We finally had a match-up nightmare on the boundary.
And then the 2016 season happened.
Held out of the Week 1 contest at Seattle for a lingering preseason hamstring issue, one can argue that the hamstring injury affected performance through parts, if not the majority, of the season, although Seattle is the only game he missed. The Miami Dolphins, at times, were not shy to attribute his underwhelming 2016 season to his health:
Clyde Christensen in an interview about 3 months ago:
“I don’t think he’s been healthy,” Christensen said. “I don’t think he’s been 100 percent. There’s something about just not feeling great. It’s hard to play that position when you’re not feeling great.”
But juxtapose this type of comment with what we saw earlier in the year:
Reports surfaced at the end of August about Adam Gase’s frustration with DeVante Parker regarding a relative immaturity of taking care of himself physically. Matthew Cannata, host of Phinsider Radio along with co-hosts Josh Houtz and some other douche, had mentioned that the Miami Dolphins, internally, were expecting more from the 2nd year WR in terms of growth and professionalism. Eating habits being among the concerns.
DeVante Parker had 1 more TD in 2016 than his 6-game stretch in 2015. He’d finish the 2016 regular season with 56 yards, 744 yards, and 3 TD’s. But let’s get beyond the relative baselessness of box scores. Let’s look at targets - most of us play fantasy football, and we know the importance of targets: it means opportunity.
DeVante Parker was targeted more than 4 times in 8 of 15 games. By contrast, Kenny Stills received more than 4 targets in 6 of the final 7 games of the NFL season, noteworthy because it’s when the Dolphins had entered the Playoff picture. Parker had 4 games to Stills’ 6 in the final 7 game stretch. When it mattered most, DeVante Parker was the 3rd most targeted Dolphins WR.
I don’t mean to sound doom-and-gloom about Parker, because I’m not. I just want to be fair in my criticism. We became more focused on the run, so of course that’ll affect WR targets, so I’m perhaps overstating my concern. Inconsistency and health have been the thorn in Parker’s development to this point, but he still earned an admirable ranking of 26th per PFF, 27 spots ahead of Kenny Stills.
I can think of at least two other-worldly catches by DeVante Parker in the San Francisco game alone that were negated by penalty. Box scores lie. Or rather, they don’t give the full context of a player’s value. I saw the fluky play firsthand in Baltimore that had a TD catch literally snatched from his abdomen.

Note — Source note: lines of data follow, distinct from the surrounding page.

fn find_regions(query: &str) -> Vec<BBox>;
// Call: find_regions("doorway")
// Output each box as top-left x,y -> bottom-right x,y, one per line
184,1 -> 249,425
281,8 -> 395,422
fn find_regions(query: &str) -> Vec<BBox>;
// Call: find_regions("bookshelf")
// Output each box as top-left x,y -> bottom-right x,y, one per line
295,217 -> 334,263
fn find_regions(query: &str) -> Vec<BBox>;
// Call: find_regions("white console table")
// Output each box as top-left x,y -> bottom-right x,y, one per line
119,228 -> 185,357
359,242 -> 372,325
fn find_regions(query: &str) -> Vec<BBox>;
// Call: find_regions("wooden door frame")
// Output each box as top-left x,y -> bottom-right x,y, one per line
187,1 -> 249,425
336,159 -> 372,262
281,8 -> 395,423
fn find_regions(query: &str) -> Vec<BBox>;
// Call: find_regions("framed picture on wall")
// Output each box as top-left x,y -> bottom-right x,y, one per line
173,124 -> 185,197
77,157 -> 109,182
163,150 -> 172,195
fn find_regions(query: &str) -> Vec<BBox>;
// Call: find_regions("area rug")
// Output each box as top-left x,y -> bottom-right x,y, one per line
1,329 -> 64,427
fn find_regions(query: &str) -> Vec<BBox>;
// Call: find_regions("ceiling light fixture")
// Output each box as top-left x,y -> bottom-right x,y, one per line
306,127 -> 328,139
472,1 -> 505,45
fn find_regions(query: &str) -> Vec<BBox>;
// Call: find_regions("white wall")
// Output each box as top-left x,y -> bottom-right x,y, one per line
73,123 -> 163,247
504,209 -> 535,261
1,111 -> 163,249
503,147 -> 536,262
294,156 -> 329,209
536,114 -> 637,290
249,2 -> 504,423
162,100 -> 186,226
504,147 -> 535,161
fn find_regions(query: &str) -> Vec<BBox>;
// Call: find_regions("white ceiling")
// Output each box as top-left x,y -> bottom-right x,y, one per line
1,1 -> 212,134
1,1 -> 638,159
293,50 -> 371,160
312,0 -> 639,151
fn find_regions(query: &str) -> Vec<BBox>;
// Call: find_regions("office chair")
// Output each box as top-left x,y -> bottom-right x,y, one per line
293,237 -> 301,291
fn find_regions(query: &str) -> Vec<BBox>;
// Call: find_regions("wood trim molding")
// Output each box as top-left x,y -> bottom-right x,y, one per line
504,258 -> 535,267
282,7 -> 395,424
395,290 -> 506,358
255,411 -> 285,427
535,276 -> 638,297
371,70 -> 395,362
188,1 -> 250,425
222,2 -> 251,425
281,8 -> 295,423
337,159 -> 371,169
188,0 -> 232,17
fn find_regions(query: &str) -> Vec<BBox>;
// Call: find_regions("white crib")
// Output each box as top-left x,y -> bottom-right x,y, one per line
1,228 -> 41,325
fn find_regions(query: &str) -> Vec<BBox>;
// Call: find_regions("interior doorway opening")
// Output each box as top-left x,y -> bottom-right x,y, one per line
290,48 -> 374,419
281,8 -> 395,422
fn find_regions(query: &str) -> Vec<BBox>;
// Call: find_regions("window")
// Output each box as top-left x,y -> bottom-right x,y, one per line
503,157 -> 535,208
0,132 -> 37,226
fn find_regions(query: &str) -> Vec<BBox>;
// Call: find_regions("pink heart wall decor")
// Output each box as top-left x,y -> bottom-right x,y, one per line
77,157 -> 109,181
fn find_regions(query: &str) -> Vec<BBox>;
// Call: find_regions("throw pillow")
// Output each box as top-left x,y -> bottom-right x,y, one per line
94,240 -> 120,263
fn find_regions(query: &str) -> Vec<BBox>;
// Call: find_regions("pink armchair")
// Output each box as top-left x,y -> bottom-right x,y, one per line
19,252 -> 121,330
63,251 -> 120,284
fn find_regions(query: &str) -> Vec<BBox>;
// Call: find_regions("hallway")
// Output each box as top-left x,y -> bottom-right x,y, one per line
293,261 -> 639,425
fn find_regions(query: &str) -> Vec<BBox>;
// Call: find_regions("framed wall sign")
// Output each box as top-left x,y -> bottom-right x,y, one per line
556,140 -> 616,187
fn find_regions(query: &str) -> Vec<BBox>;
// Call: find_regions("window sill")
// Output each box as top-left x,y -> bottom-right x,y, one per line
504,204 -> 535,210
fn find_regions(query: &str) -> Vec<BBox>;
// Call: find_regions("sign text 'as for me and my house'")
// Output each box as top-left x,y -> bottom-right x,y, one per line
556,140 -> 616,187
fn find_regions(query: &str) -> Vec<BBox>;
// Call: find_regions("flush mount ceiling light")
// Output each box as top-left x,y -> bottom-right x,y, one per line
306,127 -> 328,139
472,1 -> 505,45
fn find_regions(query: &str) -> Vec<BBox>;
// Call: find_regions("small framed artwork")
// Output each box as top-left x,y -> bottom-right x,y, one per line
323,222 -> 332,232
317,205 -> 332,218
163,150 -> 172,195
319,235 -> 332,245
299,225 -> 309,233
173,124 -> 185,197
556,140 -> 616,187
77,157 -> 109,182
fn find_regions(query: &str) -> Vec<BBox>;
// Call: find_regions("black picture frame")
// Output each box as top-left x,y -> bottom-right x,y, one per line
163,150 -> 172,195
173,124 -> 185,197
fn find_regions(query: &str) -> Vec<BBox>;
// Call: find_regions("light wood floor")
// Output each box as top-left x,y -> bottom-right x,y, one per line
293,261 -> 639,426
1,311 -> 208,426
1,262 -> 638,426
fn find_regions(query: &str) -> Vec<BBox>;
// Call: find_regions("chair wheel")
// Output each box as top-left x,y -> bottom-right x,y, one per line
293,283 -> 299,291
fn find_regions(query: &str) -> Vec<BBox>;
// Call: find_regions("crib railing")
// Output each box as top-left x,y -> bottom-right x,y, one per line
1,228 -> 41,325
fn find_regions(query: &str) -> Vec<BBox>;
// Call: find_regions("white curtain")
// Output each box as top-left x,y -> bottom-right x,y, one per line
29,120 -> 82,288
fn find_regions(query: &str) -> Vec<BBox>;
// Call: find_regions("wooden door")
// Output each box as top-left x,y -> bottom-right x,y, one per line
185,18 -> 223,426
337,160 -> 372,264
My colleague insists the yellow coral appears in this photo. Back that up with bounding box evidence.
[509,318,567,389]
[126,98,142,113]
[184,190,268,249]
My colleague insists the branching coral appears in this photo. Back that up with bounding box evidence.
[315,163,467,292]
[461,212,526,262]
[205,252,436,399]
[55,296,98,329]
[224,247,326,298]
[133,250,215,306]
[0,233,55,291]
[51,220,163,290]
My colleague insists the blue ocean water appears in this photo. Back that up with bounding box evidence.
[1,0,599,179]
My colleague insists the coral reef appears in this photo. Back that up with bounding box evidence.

I have not seen the All-22 of any game, so from my armchair perspective, it could very well be the case of defenses adjusting coverage to Parker and opening up opportunities for others. All I can say is that I expected more in 2016, and big time players force themselves into the flow of the game.
My trousers bulged a bit when we drafted DeVante Parker, as I saw the big play potential (he was my favorite WR in the 2015 Draft, even more than Kevin White, and I follow WVU college football), and he’s shown plenty of glimpses of that in a Dolphins uniform. In the all-too-pivotal 3rd year, does DeVante Parker take no prisoners, or will we be discussing consistency issues a year from now?
There may be no bigger boom-or-bust candidate on the Miami Dolphins roster than DeVante Parker.